The web and backend services are critical to keeping any business up and operational 24/7/365. It’s a new world. If one of your web services or site goes down for even a minute, that could cost your money. Big money. The reputation damage alone could cost you millions. When I am in the middle of a critical business deal and an app I use (e.g. Slack, Atlassian Jira) and it goes down, I get very very angry – like the Incredible Hulk!!!
To keep your business up and your customers happy, you need to invest in good development practices that include
- Automated testing
- Continuous Integration / Continuous Deployment
- Rollback technology when you make a mistake
- Single button push technology to Production
- Automated SSL cert renewals
- Site Reliability Engineering
- Database Migration for app upgrades
I have done this successfully many times. When I was with CardBoard, my team and I had better uptime than Slack. The world went crazy when Slack went down. It was awful. I rarely got complaints about downtime at CardBoard. In fact, I only had one issue during the start of the Russian and Ukrainian war in 2022. It was a terrible feeling; I dropped everything to figure out what the problem was. I never want to feel that feeling ever again.
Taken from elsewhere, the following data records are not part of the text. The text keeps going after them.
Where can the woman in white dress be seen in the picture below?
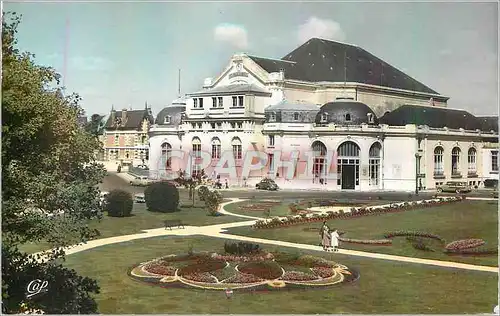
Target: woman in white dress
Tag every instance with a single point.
(334, 240)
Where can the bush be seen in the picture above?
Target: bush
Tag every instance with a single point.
(241, 248)
(119, 203)
(162, 197)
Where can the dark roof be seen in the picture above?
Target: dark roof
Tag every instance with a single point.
(436, 117)
(323, 60)
(134, 119)
(346, 112)
(488, 123)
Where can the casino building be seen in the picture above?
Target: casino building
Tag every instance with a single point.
(343, 119)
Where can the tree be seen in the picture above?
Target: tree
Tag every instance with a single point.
(49, 180)
(191, 182)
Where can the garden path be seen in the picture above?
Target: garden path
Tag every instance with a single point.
(219, 229)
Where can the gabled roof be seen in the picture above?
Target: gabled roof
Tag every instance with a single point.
(436, 117)
(134, 119)
(323, 60)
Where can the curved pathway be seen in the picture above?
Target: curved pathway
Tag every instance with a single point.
(218, 230)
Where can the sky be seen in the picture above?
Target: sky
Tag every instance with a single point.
(126, 54)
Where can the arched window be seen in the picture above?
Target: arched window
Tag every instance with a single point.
(320, 169)
(455, 161)
(471, 161)
(348, 149)
(374, 164)
(216, 148)
(196, 142)
(237, 150)
(166, 154)
(438, 161)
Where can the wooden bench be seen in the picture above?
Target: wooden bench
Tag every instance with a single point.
(173, 223)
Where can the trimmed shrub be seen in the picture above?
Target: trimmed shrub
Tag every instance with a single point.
(162, 197)
(119, 203)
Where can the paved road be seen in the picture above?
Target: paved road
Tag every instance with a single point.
(113, 181)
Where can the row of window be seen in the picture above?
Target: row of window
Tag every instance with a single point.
(218, 125)
(218, 102)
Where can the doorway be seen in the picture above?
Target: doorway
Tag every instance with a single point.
(348, 177)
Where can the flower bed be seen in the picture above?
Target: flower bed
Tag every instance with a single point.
(160, 269)
(201, 277)
(400, 233)
(243, 278)
(247, 258)
(354, 213)
(382, 242)
(298, 276)
(267, 270)
(323, 272)
(464, 244)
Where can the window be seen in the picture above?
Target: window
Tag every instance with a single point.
(494, 160)
(216, 148)
(438, 161)
(471, 161)
(271, 140)
(455, 160)
(196, 142)
(236, 143)
(272, 117)
(374, 164)
(166, 155)
(270, 159)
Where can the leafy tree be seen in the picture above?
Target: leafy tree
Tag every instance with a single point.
(119, 203)
(191, 182)
(49, 181)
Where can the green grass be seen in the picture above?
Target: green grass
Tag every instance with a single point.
(142, 219)
(283, 209)
(469, 219)
(384, 286)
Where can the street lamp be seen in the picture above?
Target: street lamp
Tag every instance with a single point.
(417, 171)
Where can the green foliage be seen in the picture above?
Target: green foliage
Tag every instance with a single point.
(162, 197)
(119, 203)
(48, 168)
(241, 248)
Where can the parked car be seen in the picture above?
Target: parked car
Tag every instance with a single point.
(267, 184)
(140, 181)
(452, 186)
(139, 198)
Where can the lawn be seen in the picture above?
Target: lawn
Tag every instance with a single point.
(469, 219)
(141, 219)
(283, 209)
(384, 286)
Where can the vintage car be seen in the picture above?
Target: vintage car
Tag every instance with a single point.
(267, 184)
(454, 186)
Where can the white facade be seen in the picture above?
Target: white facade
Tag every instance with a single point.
(228, 115)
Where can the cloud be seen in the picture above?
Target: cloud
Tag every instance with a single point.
(316, 27)
(232, 34)
(89, 63)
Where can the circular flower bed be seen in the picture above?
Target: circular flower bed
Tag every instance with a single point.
(209, 271)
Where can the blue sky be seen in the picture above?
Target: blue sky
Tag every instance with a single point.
(129, 53)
So, how did I have better uptime for CardBoard than Slack in 2020? Here are the keys:
- I have a strong background in Cloud Architecture and Site Reliability
- I love the platform Heroku and what they provide for hosting, scaleability, and PostgreSQL support
- GitHub from Microsoft is fire 🔥 🔥 🔥! It’s another great Ruby on Rails app like CardBoard!
Some people have “coined” the term DevOps to mean all of this. It’s actually a lot more than just “DevOps”. Solution architecture, good engineering/development practices and last but not least good people are needed to make all of this happen. I once heard a quote from one of the best Engineer/Physicist/Coder/Leaders I have ever worked with Brad Markison from Roche – “A fool with a tool is still a fool”.